Non siamo chiamati solamente a cambiare paradigma catechistico: siamo invitati a rivedere la figura di fede che persiste e che in modo inconsapevole comunichiamo agli altri nella proposta catechistica. Il sinodo sollecita ad andare alla ricerca, per noi e per gli altri, di una figura di fede “culturalmente abitabile, vivibile, sensata e desiderabile” nei nostri contesti di missione pastorale, segnati ormai ovunque dalla pluralità.

“Dall’Eucaristia impariamo ad articolare unità e diversità: unità della Chiesa e molteplicità delle comunità cristiane; unità del mistero sacramentale e varietà delle tradizioni liturgiche; unità della celebrazione e diversità delle vocazioni, dei carismi e dei ministeri. Nulla più dell’Eucaristia mostra che l’armonia creata dallo Spirito non è uniformità e che ogni dono ecclesiale è destinato all’edificazione comune”.

Per “figura di fede” intendiamo il modo con cui noi interpretiamo il cristianesimo, stabiliamo il nostro rapporto con Dio, lo traduciamo in atteggiamenti e orientamenti di vita. La sfida della catechesi non è solo questione di cambiamento di strategie, ma verificare se la figura di fede che si propone è oggi culturalmente comprensibile e vivibile, per noi e per coloro a cui è diretta la nostra missione. La proposta sinodale è ancora troppo schiacciata sull’iniziazione cristiana, quando ci si rende conto che è un nuovo annuncio quello che si chiede alle chiese.
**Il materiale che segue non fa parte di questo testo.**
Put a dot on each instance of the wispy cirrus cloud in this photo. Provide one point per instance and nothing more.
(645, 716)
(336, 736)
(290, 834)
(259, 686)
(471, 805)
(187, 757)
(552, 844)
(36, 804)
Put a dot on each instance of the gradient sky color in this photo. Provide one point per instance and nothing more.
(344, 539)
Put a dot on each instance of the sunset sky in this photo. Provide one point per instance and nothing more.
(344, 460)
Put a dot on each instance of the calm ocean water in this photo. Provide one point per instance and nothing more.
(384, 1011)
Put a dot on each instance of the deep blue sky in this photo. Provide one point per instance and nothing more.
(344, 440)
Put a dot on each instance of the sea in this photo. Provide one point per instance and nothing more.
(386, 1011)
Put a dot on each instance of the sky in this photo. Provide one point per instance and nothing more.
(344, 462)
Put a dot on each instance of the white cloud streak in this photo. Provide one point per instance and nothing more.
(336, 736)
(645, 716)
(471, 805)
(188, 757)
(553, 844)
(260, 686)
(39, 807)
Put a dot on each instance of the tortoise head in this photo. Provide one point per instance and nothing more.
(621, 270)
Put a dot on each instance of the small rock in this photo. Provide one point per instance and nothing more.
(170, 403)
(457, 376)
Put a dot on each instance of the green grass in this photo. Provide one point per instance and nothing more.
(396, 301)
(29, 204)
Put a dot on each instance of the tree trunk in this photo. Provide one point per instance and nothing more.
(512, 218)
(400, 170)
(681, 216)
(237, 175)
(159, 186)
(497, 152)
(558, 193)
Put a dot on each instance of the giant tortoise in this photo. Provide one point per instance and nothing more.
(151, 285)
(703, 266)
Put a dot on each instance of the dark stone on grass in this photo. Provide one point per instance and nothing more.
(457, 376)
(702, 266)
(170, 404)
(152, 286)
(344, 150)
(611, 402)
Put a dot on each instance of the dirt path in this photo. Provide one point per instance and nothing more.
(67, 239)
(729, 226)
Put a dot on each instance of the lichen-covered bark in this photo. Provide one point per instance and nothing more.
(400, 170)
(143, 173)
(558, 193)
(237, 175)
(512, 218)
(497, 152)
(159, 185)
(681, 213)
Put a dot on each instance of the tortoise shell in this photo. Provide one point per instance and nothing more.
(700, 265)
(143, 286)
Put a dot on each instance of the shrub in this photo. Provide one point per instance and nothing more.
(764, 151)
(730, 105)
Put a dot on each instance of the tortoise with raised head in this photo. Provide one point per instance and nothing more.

  1. a) Piuttosto che dire che la Chiesa ha una missione, affermiamo che la Chiesa è missione. «Come il Padre ha mandato me, anche io mando voi» (Gv 20,21).
  2. b) I sacramenti dell’iniziazione cristiana conferiscono a tutti i discepoli di Gesù la responsabilità della missione della Chiesa. Laici e laiche, consacrate e consacrati, e ministri ordinati hanno pari dignità. Hanno ricevuto carismi e vocazioni diversi ed esercitano ruoli e funzioni differenti, tutti chiamati e nutriti dallo Spirito Santo per formare un solo corpo in Cristo. Tutti discepoli, tutti missionari, nella vitalità fraterna di comunità locali che sperimentano la dolce e confortante gioia di evangelizzare. L’esercizio della corresponsabilità è essenziale per la sinodalità ed è necessario a tutti i livelli della Chiesa. Ogni cristiano è una missione in questo mondo (Parte 2: Tutti discepoli, tutti missionari §8).

Il Sinodo da valore a un cristianesimo della grazia. La fede nel segno della grazia si basa sull’esperienza di un amore incondizionato. Tutto è donato. Questa esperienza connota la missione della Chiesa. È dunque la fede nella possibilità di vivere con speranza, perché siamo preceduti e custoditi. Questo non per le nostre forze, ma per grazia.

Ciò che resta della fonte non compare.